WORKERS’ COMP PROBLEMS ADDRES-SED IN REGULATIONS

September 2, 2002

Modifications to a final medical privacy rule issued by the U.S. Department of Health and Human Services (HHS) stopped short of resolving concerns that workers’ compensation carriers and employers have with the rule’s potential impact on the workers’ comp system, according to the American Insurance Association (AIA). The initial rule, published by HHS in December 2000, was finalized with modifications issued recently. The rule is designed to protect the use of individually identifiable health information by health plans, health care clearinghouses, and certain health care providers. The rule’s preamble now appears to clarify the intention of HHS not to interfere with the state-based workers’ comp system. AIA had expressed concern that the rule could discourage medical providers from providing information to workers’ comp insurers in order to process workers’ comp claims and provide related benefits to injured workers. Disclosure roadblocks could have slowed or in some cases halted the delivery of workers’ comp benefits to injured workers.
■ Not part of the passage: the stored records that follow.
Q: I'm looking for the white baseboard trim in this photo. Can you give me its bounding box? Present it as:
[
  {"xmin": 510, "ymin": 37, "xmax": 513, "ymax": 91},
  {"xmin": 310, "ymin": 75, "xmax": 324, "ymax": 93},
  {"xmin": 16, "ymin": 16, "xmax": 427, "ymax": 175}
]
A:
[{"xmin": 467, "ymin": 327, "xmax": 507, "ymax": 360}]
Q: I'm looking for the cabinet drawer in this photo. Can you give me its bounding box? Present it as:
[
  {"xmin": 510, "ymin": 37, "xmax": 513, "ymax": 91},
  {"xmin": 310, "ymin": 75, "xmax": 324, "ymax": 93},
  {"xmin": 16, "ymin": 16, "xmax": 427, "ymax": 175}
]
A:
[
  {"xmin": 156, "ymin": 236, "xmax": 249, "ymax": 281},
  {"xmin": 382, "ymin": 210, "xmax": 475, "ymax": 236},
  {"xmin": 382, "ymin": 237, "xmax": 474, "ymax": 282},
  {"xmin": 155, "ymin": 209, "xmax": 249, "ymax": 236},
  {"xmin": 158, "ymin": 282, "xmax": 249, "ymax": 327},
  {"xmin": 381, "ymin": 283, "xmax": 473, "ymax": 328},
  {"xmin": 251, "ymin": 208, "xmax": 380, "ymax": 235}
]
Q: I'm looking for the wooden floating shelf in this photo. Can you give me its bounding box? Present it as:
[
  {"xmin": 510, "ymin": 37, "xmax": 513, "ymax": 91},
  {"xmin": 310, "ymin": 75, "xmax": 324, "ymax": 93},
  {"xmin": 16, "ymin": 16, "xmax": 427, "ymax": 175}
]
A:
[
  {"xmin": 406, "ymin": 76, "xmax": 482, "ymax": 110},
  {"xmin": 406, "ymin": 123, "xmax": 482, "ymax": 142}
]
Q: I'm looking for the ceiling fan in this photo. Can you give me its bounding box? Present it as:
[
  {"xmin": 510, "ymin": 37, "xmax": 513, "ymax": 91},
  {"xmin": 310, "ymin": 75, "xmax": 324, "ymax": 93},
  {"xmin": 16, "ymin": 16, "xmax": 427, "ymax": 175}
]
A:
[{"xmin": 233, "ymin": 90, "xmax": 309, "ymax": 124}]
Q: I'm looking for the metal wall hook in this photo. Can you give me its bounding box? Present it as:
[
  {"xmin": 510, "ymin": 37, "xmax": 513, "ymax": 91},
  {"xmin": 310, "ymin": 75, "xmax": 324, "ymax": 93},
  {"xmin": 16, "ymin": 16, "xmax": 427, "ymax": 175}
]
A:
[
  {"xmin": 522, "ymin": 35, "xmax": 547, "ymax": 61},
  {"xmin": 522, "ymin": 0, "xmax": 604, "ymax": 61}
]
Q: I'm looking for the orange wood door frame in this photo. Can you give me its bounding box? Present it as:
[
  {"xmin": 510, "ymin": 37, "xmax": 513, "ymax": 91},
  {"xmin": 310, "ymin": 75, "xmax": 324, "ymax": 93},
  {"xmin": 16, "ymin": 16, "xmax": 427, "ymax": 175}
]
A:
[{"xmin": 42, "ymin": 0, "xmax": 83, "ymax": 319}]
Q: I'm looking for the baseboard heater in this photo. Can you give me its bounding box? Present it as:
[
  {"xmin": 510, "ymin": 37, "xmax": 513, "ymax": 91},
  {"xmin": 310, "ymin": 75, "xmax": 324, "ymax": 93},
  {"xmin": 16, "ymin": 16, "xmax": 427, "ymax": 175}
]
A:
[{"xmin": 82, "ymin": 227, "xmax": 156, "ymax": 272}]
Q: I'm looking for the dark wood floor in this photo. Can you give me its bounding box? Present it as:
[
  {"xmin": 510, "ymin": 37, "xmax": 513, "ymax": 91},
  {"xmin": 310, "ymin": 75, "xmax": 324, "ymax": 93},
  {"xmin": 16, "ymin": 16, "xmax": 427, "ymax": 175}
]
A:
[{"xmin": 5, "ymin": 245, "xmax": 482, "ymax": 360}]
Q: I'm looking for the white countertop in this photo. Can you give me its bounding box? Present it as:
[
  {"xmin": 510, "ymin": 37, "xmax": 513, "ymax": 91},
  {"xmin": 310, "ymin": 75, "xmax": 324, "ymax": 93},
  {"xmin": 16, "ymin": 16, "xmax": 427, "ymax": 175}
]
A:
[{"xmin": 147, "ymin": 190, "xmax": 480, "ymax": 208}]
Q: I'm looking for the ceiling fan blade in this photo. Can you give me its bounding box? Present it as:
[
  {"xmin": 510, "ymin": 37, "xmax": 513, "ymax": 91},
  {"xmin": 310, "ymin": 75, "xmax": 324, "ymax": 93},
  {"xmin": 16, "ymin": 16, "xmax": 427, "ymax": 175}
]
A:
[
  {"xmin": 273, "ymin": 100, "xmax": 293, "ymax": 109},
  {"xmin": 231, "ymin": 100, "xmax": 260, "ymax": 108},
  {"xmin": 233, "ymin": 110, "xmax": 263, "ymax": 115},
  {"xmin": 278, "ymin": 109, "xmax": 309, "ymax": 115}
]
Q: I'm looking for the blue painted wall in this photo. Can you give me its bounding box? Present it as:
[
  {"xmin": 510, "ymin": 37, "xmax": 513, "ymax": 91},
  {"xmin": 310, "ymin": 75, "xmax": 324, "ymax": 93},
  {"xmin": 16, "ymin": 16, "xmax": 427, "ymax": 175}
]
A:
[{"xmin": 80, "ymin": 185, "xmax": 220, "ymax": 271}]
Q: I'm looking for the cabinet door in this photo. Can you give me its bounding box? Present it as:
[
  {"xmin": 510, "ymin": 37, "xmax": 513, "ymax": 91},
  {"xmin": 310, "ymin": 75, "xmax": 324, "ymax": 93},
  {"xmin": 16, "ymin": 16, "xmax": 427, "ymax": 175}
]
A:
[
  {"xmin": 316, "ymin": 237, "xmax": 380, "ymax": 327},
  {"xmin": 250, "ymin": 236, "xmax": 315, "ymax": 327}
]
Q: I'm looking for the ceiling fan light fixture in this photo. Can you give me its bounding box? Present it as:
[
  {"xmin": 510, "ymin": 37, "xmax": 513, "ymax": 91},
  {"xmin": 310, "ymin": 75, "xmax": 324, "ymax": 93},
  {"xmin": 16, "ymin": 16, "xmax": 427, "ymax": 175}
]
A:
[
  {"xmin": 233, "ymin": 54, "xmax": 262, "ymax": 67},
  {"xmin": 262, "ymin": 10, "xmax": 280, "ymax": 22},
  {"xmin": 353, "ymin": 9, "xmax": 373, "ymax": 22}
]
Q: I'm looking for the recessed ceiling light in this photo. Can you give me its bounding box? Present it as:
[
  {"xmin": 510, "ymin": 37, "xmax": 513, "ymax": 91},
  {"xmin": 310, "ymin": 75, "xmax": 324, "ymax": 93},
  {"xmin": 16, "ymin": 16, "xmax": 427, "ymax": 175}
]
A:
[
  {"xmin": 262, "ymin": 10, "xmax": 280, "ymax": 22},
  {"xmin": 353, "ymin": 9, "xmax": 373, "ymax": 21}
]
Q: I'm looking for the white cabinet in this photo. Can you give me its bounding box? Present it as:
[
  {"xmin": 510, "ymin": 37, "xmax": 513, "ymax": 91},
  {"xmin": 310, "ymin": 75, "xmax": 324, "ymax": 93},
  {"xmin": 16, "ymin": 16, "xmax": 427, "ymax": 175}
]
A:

The initial privacy rule was not intended to cover workers’ comp or other forms of property/casualty insurance, but it did so indirectly by requiring “covered entities,” including physicians, hospitals, health plans, and other medical providers, to disclose only the amount of medical information deemed by the provider to be “minimally necessary” to insurers in workers’ comp cases. This standard would have effectively required medical providers to make legal judgments about what information is needed to process a claim. AIA had asked HHS to exempt workers’ comp from the requirements. HHS officials said statutory reasons prevented them from doing that, but they said modifications could be made later if problems develop.